Taliban: Attacks on U.S. not over

CAIRO, Egypt – Osama bin Laden’s spokesman issued a strident, televised appeal Tuesday, for Muslims around the world to rise in a global holy war against the United States and its interests everywhere.

Al-Qaida spokesman Sulaiman Abu Ghaith praised the hijackers who flew planes into the World Trade Center and Pentagon for their “good deed,” saying they had “moved the battle into the heart of America.”

“The Americans must know that the storm of airplanes will not stop, God willing, and there are thousands of young people who are as keen about death as Americans are about life,” Abu Ghaith said.

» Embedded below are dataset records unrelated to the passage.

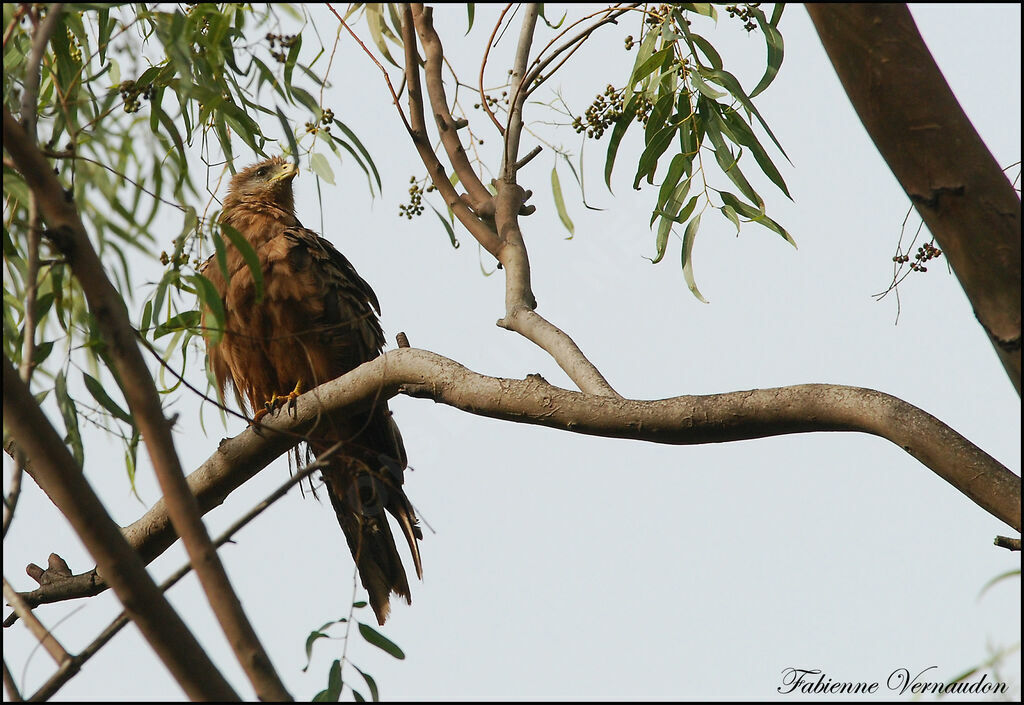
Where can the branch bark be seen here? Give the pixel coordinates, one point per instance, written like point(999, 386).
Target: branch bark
point(61, 480)
point(107, 305)
point(679, 420)
point(933, 150)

The fierce warning – and appeal for help from fellow Muslims – came on the third day of U.S. and British strikes on al-Qaida posts in Afghanistan, and upon installations of Afghanistan’s Taliban regime.

Defiant in the face of the attacks, the statement nevertheless made clear the pressure bin Laden’s network felt itself under – taking the unusual step at one point of specifically urging Muslim women, as well as men, to join in fighting the United States.

“I direct this message to the entire Islamic nation, and I say to them that all sides today have come together against the nation of Islam and the Muslims,” Abu Ghaith said.

“This is the crusade that Bush has promised us, coming toward Afghanistan against the Islamic nation and the Afghan people. We are living under this bombardment from the crusade, which is also targeting all Islamic peoples.”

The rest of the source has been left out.